A more boneheaded debate centers on the use of the anti-malarial drug hydroxychloraquin (HCQ) to treat coronavirus patients. There have been many successes, particularly in combination with a Z-Pak, or zinc. Guidelines issued by the American Society of  Thoracic Surgeons last week call for HCQ’s use in advanced cases of coronavirus infection. These and other therapies are being tested formally, but many are prescribed outside any formal testing framework. Remdesivir has been prominent among these. Plasma therapy has been as well, and several other possible treatments are under study.

With respect to HCQ, it’s almost as if the Left, much of the media, and a subset of overly “prescriptive” medical experts were goaded into an irrational position via pure Trump Derangement. Just Google or Bing “Hydroxychloraquine Coronavirus” for a bizarre list of alarmist articles about Trump’s mention of HCQ. To take just two of the claims, the idea that Trump stands to earn substantial personal profits from HCQ because he holds a few equity shares in a manufacturer of generic drugs is patently absurd. And claims that shortages for arthritis, lupus, and malaria patients are imminent are unconvincing, given the massive stockpiles now accumulated and the efforts to ramp-up production.

So much lefty hair is on fire over a potential therapy that is both promising and safe that the media message lacks credulity. But more ominously, the Democrat governors of Michigan and Nevada were so petulant that they banned HCQ’s use in their states, though at least Nevada’a governor rescinded his order. It’s almost as if they don’t want it to work, and don’t want to give it a chance to work. Or do I go too far? No, I don’t think so.

Victoria Taft has a good summary of the media backlash against President Trump’s hopeful statements about HCQ. Not only was the FDA’s authority over the use of HCQ misrepresented, there was also a good bit of smearing of various researchers who’d found preliminary evidence of HCQ’s effectiveness. Let’s be honest: the quality of medical research is often inflated by the research establishment. And the media eat up any study with findings that are noteworthy in any way. Over the years, a great deal of medical research has been based on small samples from which statistical hypothesis tests are shaky at best. That’s one reason for the legendary replication problem in medical research. In the case of HCQ, there has been widespread misuse of the term “anecdotal” in the media, prompted by experts like Dr. Anthony Fauci, who should know better. The term was used to describe clinical tests on moderately large groups of patients, at least one of which was a randomized control trial.

Every day we hear stories from individual patients that they were saved by HCQ. These are properly called anecdotal accounts. But we also hear from various physicians around the country and world who claim to be astonished at HCQ’s therapeutic efficacy on groups of patients. This link gives another strong indication of how physicians feel about HCQ at this point. These are not from RCTs, but they constitute clinical evidence, not mere “anecdotes”.

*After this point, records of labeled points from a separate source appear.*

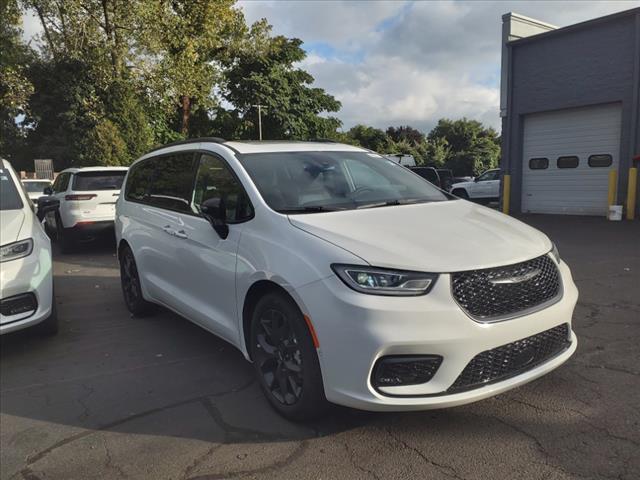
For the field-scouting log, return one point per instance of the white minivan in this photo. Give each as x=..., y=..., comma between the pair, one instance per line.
x=26, y=268
x=343, y=276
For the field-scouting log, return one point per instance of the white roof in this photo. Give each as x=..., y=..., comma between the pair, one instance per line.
x=291, y=146
x=95, y=169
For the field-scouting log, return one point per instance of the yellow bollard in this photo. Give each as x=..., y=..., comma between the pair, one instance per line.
x=506, y=193
x=613, y=183
x=631, y=193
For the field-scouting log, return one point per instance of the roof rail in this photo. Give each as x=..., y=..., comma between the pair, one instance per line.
x=190, y=140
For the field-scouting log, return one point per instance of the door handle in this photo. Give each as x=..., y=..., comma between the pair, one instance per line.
x=173, y=232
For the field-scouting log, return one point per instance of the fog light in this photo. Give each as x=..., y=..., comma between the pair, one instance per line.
x=397, y=370
x=18, y=304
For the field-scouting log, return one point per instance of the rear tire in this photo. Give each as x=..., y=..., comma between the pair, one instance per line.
x=131, y=288
x=285, y=359
x=49, y=326
x=460, y=193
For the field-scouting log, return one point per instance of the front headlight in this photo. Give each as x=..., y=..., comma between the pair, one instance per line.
x=382, y=281
x=555, y=253
x=15, y=250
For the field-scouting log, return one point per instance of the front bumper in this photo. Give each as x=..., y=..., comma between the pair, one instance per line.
x=31, y=274
x=354, y=330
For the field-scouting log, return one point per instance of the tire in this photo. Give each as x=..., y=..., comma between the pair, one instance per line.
x=63, y=237
x=461, y=193
x=131, y=288
x=285, y=359
x=49, y=326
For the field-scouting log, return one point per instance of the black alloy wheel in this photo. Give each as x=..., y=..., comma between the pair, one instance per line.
x=278, y=356
x=130, y=282
x=285, y=358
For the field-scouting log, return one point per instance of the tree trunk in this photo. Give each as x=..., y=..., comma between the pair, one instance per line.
x=186, y=111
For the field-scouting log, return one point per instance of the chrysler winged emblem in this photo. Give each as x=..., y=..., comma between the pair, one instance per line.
x=515, y=279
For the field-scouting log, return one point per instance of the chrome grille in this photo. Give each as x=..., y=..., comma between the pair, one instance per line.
x=501, y=292
x=512, y=359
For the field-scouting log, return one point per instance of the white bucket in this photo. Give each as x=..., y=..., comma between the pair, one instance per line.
x=615, y=212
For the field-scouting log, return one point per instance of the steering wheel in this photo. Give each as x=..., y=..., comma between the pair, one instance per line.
x=361, y=191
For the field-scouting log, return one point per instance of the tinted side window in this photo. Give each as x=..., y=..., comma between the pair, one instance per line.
x=139, y=181
x=215, y=180
x=171, y=186
x=603, y=160
x=568, y=162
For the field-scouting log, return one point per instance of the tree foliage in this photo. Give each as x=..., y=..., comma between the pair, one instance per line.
x=112, y=78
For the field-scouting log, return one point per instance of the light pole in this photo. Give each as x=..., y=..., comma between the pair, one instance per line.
x=259, y=120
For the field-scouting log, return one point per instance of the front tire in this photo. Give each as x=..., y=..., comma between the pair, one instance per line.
x=131, y=288
x=285, y=358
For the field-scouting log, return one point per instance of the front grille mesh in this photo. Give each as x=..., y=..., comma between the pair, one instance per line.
x=512, y=359
x=477, y=292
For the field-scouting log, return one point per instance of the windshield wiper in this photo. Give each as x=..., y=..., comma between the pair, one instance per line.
x=389, y=203
x=309, y=209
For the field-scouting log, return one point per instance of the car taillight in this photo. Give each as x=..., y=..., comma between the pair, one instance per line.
x=88, y=196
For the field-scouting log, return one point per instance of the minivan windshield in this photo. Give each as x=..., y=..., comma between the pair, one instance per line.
x=323, y=181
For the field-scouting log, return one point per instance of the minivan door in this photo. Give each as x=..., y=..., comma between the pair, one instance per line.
x=211, y=259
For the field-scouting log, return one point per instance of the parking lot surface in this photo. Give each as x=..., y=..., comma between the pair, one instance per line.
x=113, y=396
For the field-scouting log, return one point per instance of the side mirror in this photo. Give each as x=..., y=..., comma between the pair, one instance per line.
x=215, y=212
x=47, y=204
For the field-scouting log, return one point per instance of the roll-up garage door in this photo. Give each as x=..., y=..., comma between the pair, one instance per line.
x=567, y=156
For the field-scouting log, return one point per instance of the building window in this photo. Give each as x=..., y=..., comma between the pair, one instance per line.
x=568, y=162
x=538, y=163
x=601, y=160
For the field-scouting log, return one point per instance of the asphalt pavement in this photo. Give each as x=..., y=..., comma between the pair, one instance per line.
x=113, y=396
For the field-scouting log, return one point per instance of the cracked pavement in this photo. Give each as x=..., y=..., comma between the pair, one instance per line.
x=116, y=397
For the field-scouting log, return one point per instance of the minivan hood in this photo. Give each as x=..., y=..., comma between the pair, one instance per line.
x=447, y=236
x=10, y=224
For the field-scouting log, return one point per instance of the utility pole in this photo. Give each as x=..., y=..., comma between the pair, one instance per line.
x=259, y=120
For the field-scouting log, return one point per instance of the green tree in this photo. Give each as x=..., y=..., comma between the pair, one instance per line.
x=472, y=147
x=405, y=133
x=262, y=72
x=15, y=86
x=371, y=138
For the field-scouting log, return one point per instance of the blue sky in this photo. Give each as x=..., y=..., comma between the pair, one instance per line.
x=407, y=62
x=411, y=62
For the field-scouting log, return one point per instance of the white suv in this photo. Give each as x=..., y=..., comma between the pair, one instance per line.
x=343, y=276
x=26, y=275
x=81, y=204
x=483, y=188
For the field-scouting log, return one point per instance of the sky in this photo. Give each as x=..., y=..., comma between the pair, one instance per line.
x=407, y=62
x=399, y=63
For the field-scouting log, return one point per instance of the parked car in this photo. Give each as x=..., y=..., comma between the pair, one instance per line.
x=36, y=188
x=428, y=173
x=81, y=204
x=26, y=278
x=446, y=178
x=483, y=188
x=341, y=275
x=401, y=158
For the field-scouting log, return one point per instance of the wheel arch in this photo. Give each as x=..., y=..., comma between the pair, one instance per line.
x=257, y=290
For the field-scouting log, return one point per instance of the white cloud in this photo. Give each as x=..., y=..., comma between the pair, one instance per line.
x=417, y=61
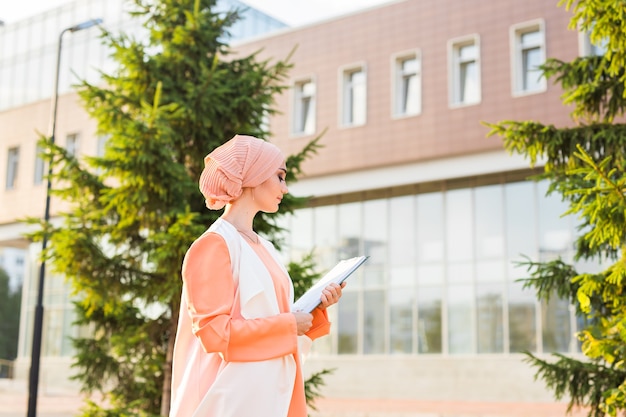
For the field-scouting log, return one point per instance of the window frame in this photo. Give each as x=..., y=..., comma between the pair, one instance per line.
x=298, y=125
x=454, y=70
x=397, y=76
x=516, y=50
x=75, y=139
x=346, y=94
x=39, y=171
x=13, y=164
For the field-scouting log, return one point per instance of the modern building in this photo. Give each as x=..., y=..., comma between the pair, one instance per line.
x=28, y=57
x=406, y=175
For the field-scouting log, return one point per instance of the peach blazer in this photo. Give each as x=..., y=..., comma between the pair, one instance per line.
x=237, y=352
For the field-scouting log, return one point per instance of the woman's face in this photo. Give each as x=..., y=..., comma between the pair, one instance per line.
x=269, y=194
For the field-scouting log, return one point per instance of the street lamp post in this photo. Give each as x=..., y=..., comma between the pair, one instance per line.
x=33, y=382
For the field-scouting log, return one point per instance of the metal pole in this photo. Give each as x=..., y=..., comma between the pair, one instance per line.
x=33, y=381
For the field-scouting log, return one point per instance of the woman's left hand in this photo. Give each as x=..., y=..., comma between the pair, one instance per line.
x=331, y=294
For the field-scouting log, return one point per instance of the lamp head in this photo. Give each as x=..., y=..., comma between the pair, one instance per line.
x=85, y=25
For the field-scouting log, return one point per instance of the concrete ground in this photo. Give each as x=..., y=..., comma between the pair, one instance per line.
x=51, y=403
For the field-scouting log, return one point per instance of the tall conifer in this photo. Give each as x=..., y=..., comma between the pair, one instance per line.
x=586, y=165
x=173, y=97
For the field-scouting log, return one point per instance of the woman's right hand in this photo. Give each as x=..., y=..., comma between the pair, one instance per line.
x=304, y=321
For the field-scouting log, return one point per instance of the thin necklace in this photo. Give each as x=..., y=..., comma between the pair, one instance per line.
x=254, y=238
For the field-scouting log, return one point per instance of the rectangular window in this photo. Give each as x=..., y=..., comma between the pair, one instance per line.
x=304, y=107
x=528, y=53
x=407, y=85
x=353, y=96
x=464, y=80
x=71, y=144
x=12, y=166
x=39, y=166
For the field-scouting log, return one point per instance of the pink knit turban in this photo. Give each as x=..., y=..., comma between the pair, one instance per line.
x=243, y=161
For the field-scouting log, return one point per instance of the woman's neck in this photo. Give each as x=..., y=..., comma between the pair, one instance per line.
x=240, y=217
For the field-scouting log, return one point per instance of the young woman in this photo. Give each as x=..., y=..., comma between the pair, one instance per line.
x=238, y=345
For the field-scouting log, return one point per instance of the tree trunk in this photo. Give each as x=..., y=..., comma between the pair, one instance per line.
x=166, y=396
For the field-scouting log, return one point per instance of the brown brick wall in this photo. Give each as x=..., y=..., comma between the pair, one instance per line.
x=373, y=37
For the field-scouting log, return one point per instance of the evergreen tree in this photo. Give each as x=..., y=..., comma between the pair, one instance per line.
x=586, y=165
x=10, y=302
x=135, y=210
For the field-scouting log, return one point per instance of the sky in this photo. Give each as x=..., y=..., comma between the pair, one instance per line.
x=292, y=12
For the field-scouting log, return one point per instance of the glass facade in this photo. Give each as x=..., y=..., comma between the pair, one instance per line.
x=441, y=278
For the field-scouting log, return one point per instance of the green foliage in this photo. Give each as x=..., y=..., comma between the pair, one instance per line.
x=586, y=165
x=135, y=210
x=312, y=386
x=10, y=302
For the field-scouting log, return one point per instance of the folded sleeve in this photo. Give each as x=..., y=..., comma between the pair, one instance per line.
x=210, y=292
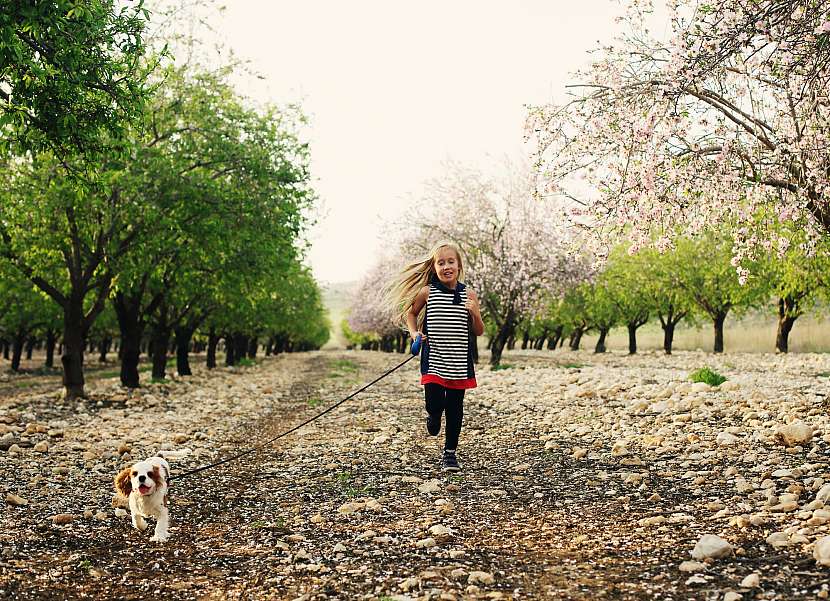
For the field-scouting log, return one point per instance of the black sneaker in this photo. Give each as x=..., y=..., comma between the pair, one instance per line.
x=449, y=463
x=433, y=424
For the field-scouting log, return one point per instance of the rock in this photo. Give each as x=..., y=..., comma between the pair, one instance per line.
x=63, y=518
x=823, y=494
x=426, y=543
x=16, y=501
x=430, y=486
x=726, y=439
x=711, y=545
x=692, y=566
x=485, y=578
x=778, y=539
x=794, y=434
x=408, y=584
x=821, y=552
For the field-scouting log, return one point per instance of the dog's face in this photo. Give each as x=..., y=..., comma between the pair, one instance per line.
x=143, y=477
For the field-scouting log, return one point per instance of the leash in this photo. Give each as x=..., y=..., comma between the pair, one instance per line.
x=294, y=429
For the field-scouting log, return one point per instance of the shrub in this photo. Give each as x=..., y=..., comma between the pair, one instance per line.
x=705, y=374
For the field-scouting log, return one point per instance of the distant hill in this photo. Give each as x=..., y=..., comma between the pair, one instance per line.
x=337, y=297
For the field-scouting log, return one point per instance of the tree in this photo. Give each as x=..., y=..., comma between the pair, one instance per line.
x=516, y=248
x=708, y=276
x=726, y=120
x=72, y=74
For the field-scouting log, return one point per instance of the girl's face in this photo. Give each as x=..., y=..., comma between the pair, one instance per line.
x=446, y=266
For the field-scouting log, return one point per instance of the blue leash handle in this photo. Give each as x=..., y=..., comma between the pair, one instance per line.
x=415, y=347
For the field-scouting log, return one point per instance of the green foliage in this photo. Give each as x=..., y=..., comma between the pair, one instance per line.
x=73, y=76
x=706, y=374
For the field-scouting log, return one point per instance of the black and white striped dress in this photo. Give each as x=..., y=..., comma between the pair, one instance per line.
x=446, y=358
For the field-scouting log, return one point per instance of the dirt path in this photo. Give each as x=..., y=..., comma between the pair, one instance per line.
x=353, y=506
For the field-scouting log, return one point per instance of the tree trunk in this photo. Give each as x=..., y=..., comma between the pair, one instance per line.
x=230, y=351
x=50, y=348
x=240, y=347
x=131, y=327
x=17, y=349
x=600, y=347
x=668, y=336
x=785, y=325
x=104, y=348
x=632, y=338
x=500, y=340
x=72, y=358
x=213, y=341
x=183, y=337
x=576, y=339
x=717, y=321
x=160, y=343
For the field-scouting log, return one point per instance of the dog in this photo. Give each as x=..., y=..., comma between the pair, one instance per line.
x=145, y=485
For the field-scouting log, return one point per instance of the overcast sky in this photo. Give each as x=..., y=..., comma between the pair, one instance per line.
x=393, y=89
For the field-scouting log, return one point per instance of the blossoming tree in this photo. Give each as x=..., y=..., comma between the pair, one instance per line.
x=725, y=121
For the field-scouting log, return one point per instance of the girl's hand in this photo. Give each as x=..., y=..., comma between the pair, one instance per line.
x=472, y=303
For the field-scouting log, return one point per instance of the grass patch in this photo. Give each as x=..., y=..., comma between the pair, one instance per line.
x=315, y=402
x=349, y=489
x=342, y=368
x=705, y=374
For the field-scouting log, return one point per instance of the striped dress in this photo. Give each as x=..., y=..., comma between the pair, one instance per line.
x=446, y=358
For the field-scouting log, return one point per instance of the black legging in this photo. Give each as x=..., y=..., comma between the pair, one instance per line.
x=439, y=399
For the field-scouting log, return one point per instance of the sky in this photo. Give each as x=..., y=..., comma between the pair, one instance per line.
x=394, y=89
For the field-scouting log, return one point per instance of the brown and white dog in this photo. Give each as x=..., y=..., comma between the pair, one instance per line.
x=145, y=484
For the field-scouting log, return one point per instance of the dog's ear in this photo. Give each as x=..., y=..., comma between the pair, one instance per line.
x=122, y=482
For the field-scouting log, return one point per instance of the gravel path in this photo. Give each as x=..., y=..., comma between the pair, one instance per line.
x=584, y=477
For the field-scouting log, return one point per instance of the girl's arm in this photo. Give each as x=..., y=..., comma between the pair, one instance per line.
x=475, y=312
x=415, y=310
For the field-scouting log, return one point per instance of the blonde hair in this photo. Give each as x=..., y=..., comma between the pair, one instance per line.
x=403, y=289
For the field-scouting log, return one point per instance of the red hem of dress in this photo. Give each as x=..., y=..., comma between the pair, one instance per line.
x=455, y=384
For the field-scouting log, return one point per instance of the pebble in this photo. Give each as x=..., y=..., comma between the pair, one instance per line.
x=821, y=551
x=485, y=578
x=426, y=543
x=430, y=486
x=15, y=500
x=711, y=545
x=63, y=518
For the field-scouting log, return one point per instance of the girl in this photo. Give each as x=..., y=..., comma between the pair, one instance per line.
x=451, y=322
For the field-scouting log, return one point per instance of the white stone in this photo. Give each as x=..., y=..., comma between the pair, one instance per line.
x=794, y=434
x=711, y=545
x=726, y=439
x=821, y=552
x=430, y=486
x=692, y=566
x=485, y=578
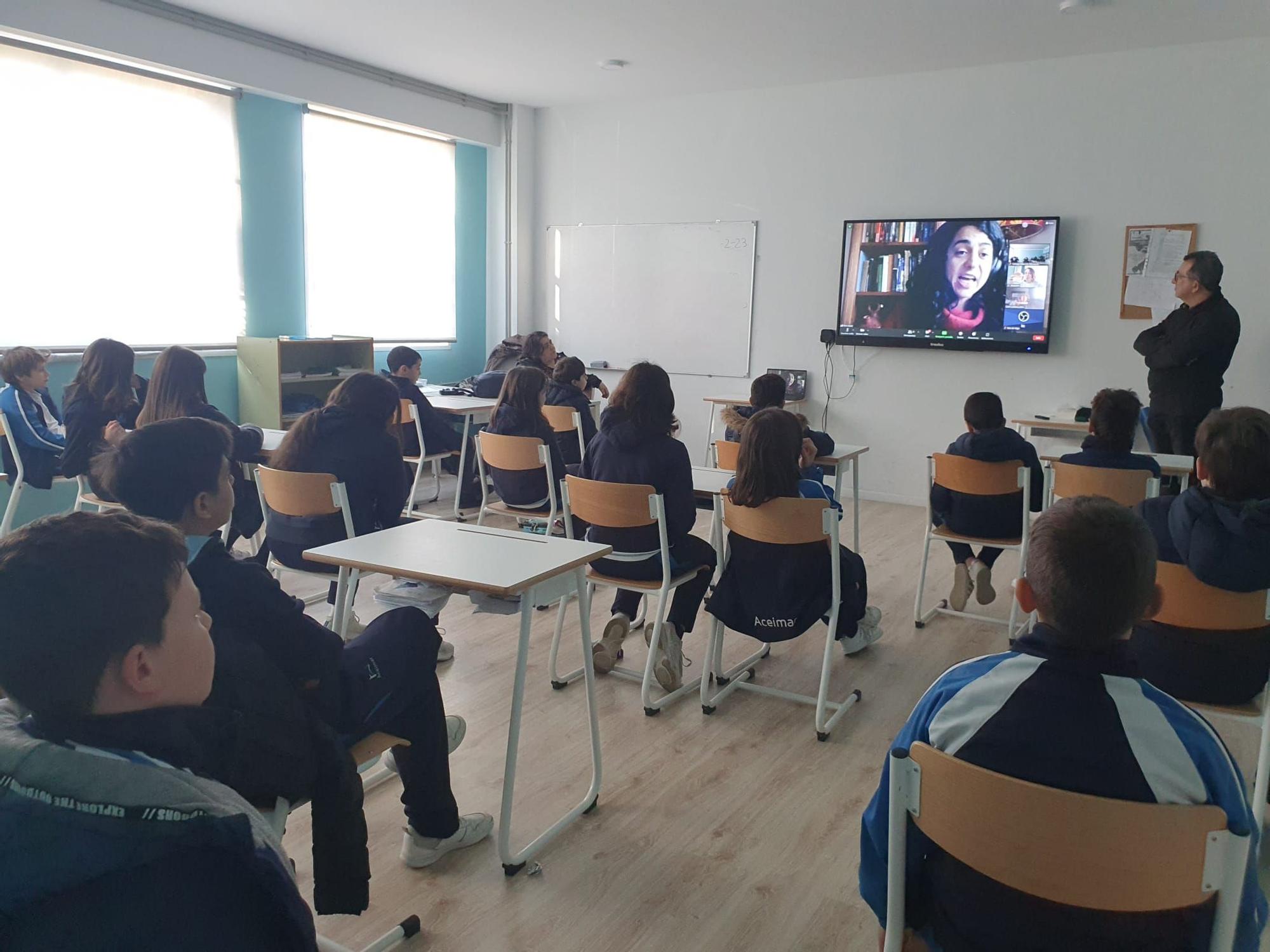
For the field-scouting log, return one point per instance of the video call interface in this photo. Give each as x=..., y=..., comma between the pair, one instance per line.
x=937, y=281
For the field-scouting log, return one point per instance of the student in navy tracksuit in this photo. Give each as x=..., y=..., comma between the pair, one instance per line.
x=765, y=582
x=102, y=403
x=382, y=681
x=1113, y=426
x=1065, y=710
x=177, y=390
x=31, y=414
x=404, y=367
x=987, y=440
x=769, y=390
x=1221, y=531
x=636, y=445
x=519, y=413
x=568, y=388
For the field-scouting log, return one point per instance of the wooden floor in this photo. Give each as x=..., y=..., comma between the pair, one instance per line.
x=732, y=832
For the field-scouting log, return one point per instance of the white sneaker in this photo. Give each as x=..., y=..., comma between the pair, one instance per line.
x=868, y=631
x=981, y=577
x=962, y=588
x=669, y=670
x=420, y=851
x=604, y=653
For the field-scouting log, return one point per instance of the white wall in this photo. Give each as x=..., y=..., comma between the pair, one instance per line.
x=1170, y=135
x=158, y=41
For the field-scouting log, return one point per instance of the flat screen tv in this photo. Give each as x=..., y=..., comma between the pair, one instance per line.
x=949, y=284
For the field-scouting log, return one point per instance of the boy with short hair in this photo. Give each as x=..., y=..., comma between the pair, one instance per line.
x=990, y=441
x=92, y=830
x=404, y=369
x=32, y=416
x=383, y=681
x=1065, y=710
x=1221, y=531
x=1113, y=427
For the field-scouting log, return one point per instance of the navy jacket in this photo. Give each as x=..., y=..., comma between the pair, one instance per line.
x=439, y=436
x=525, y=488
x=39, y=446
x=86, y=422
x=568, y=395
x=1094, y=454
x=1188, y=355
x=990, y=517
x=623, y=453
x=1074, y=720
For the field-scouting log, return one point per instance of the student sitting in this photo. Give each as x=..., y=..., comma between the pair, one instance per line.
x=383, y=681
x=177, y=390
x=123, y=846
x=568, y=388
x=987, y=440
x=1113, y=427
x=1221, y=531
x=769, y=390
x=31, y=414
x=519, y=413
x=102, y=403
x=788, y=582
x=1065, y=710
x=406, y=366
x=636, y=445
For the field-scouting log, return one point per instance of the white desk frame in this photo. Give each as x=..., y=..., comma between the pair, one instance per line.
x=500, y=563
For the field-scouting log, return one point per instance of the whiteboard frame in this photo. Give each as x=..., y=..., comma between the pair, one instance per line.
x=754, y=268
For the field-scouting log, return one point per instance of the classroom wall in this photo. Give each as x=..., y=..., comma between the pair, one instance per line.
x=1170, y=135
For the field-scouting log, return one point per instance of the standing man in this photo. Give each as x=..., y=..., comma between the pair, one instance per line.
x=1188, y=355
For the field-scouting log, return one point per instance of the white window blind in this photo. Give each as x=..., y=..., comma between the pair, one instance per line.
x=379, y=232
x=121, y=211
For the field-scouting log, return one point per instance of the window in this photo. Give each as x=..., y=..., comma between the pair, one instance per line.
x=121, y=208
x=379, y=232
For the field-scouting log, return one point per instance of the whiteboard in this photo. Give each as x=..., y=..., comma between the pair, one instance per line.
x=680, y=295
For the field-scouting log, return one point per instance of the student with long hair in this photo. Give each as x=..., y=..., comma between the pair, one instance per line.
x=961, y=282
x=519, y=413
x=102, y=402
x=637, y=445
x=568, y=388
x=764, y=582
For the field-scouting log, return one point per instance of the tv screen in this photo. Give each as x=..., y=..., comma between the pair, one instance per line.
x=948, y=284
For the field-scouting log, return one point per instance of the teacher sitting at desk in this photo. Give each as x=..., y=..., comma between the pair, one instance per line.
x=1188, y=355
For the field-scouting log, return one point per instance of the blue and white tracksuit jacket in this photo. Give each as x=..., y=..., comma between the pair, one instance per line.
x=1076, y=720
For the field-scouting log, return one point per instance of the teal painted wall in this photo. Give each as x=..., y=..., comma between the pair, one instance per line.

By virtue of state and federal right-to-try laws, terminally ill patients can choose to take medications that are unapproved by regulators. Beyond that, FDA approval of HCQ specifically for treating coronavirus was unnecessary because the drug was already legal to prescribe to cover patients as an “off-label” use. That’s true of all drugs approved by the FDA: they can be prescribed legally for off-label uses. When regulators like Dr. Fauci, and even practicing physicians like Dr. Jeffrey Singer (linked below) claim that the FDA hasn’t approved HCQ specifically for treating Covid, it is a technicality: the FDA can certainly “approve” it for that specific use, but it’s already legal to prescribe!

While it won’t end the silly argument, which is obviously grounded in other motives, Dr. Singer brings us to the only reasonable position: treatment of Covid with HCQ is between the patient and their doctor.